Mais la classe ouvrière ne saurait non plus se laisser prendre au mirage des mots, aux séductions de la phraséologie humanitaire. Elle doit reconnaître qu’il n’y a point de colonisation pacifique, que toute colonisation détermine la violence, la guerre, le sac des villes, la spoliation des tribus, l’asservissement plus ou moins déguisé. Son autorité est assez grande déjà, pour qu’elle marque sa solidarité effective avec les indigènes annexés, en revendiquant pour eux des droits essentiels, des sauvegardes d’existence et de subsistance ; elle profitera de tous les débats, qui s’ouvrent dans une enceinte quelconque, pour flétrir la conquête exotique, l’impérialisme, pour déduire les conséquences logiques de l’expansion capitaliste.

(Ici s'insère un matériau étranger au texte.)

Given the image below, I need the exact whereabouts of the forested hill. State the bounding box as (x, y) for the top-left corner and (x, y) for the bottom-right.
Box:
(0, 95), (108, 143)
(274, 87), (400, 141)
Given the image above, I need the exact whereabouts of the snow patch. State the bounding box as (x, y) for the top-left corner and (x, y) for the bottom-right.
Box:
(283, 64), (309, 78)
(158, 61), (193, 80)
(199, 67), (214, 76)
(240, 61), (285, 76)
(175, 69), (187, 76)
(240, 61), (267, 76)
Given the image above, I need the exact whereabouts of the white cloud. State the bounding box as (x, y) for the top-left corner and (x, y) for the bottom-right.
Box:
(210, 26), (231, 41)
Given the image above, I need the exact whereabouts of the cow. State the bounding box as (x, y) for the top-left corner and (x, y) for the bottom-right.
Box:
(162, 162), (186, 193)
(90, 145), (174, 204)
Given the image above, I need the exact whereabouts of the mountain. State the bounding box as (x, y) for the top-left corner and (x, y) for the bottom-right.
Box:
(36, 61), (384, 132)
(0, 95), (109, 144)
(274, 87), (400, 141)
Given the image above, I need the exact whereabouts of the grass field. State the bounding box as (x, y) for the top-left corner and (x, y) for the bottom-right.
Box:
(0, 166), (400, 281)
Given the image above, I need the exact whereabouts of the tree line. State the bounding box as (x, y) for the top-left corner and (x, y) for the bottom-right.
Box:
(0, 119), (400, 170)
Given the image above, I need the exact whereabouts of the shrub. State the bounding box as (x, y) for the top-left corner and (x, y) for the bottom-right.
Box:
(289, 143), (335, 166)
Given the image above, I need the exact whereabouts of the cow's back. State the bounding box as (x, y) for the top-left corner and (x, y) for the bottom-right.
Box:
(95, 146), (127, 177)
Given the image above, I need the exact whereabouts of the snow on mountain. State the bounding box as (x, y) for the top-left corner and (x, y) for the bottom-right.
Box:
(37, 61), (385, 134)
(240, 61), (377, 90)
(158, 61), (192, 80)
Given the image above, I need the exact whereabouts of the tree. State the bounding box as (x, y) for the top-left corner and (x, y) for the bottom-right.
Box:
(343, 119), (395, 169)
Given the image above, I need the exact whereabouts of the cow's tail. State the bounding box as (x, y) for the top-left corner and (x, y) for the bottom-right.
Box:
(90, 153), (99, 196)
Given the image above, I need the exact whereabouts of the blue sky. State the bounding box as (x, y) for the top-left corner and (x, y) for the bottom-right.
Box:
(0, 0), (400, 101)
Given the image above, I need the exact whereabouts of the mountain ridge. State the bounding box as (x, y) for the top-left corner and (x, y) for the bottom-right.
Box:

Le colonialisme sera aux mains des prolétaires conscients, s’ils s’attachent à l’étude minutieuse des phénomènes contemporains, un puissant et admirable instrument de propagande. C’est en l’examinant qu’on saisit sur le vif toutes les tares de l’État moderne et qu’on apprécie le cynisme des rapines bourgeoises. C’est en envisageant ses modes de développement, ses effets directs et indirects, qu’on apprend à apprécier la solidarité d’intérêts, qui fond en une masse commune, tous les souffrants, tous les écrasés du monde, en dépit des différences de race, de couleur et de langue.

  1. Voir les numéros 8 et 9-10 de la Bibliothèque socialiste.